A 26-year-old woman presented with persistent headache and tiredness. Biological investigations disclosed a moderate inflammatory syndrome, low PTH-hypercalcemia and complete anterior hypopituitarism. A magnetic resonance imaging (MRI) of the pituitary gland was performed and revealed a symmetric enlargement with a heterogeneous signal. Ophthalmological examination showed an asymptomatic bilateral anterior and posterior uveitis, and a diagnosis of pituitary sarcoidosis was suspected. As the localization of lymphadenopathies on the fused whole-body FDG-PET/computerized tomography (CT) was not evoking a sarcoidosis in first instance, an excisional biopsy of a left supraclavicular adenopathy was performed showing classic nodular sclerosis Hodgkin’s lymphoma (HL). A diagnostic transsphenoidal biopsy of the pituitary gland was proposed for accurate staging of the HL and surprisingly revealed typical granulomatous inflammation secondary to sarcoidosis, leading to the diagnosis of a sarcoidosis–lymphoma syndrome.

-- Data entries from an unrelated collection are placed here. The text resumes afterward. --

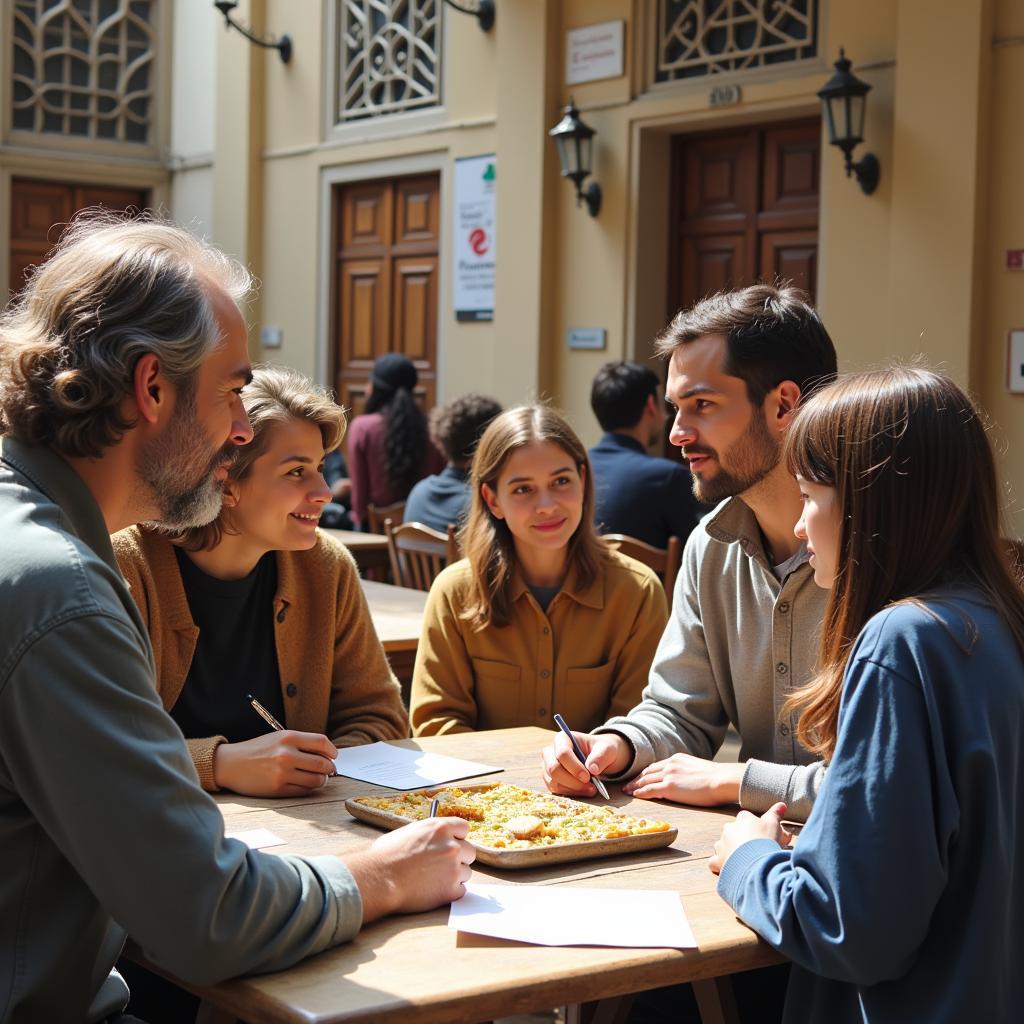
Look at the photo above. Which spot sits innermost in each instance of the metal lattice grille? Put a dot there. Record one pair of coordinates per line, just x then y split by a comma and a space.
84, 68
709, 37
389, 56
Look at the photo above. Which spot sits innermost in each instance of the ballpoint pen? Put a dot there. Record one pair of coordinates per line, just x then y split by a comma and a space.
272, 722
598, 784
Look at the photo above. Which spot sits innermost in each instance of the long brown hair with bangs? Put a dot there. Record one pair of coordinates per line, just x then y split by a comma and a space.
486, 541
915, 485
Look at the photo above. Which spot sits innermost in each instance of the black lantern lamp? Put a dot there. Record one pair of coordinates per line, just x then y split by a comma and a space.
483, 12
283, 45
574, 141
843, 99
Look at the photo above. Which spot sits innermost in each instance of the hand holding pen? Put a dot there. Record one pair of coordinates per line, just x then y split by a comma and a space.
281, 763
573, 760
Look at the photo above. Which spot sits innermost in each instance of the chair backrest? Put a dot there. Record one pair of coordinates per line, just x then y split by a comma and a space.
418, 553
665, 561
376, 514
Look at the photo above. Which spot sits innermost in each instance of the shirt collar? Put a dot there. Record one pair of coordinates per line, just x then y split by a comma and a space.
591, 597
733, 522
55, 478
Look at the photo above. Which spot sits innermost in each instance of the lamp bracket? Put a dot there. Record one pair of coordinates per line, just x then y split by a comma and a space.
283, 45
483, 12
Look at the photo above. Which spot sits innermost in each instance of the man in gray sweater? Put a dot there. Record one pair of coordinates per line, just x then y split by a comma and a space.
120, 371
743, 630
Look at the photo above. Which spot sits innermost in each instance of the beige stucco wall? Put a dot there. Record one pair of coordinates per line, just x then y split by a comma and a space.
915, 267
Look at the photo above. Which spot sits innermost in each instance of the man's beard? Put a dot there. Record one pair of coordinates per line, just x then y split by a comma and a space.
178, 468
752, 458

The co-existence of these diseases constitutes a diagnostic challenge and we emphasize the necessity of exact staging of disease in order to prescribe adequate treatment.
The possibility of a sarcoidosis–lymphoma syndrome, although rare, should be kept in mind during evaluation for lymphadenopathies.
In the case of such association, lymphoma usually occurs after sarcoidosis. However, sarcoidosis and lymphoma can be detected simultaneously and development of sarcoidosis in a patient with previous lymphoma has also been reported.
An accurate diagnosis of the disease and the respective organ involvements, including biopsy, is necessary in order to prescribe adequate treatment.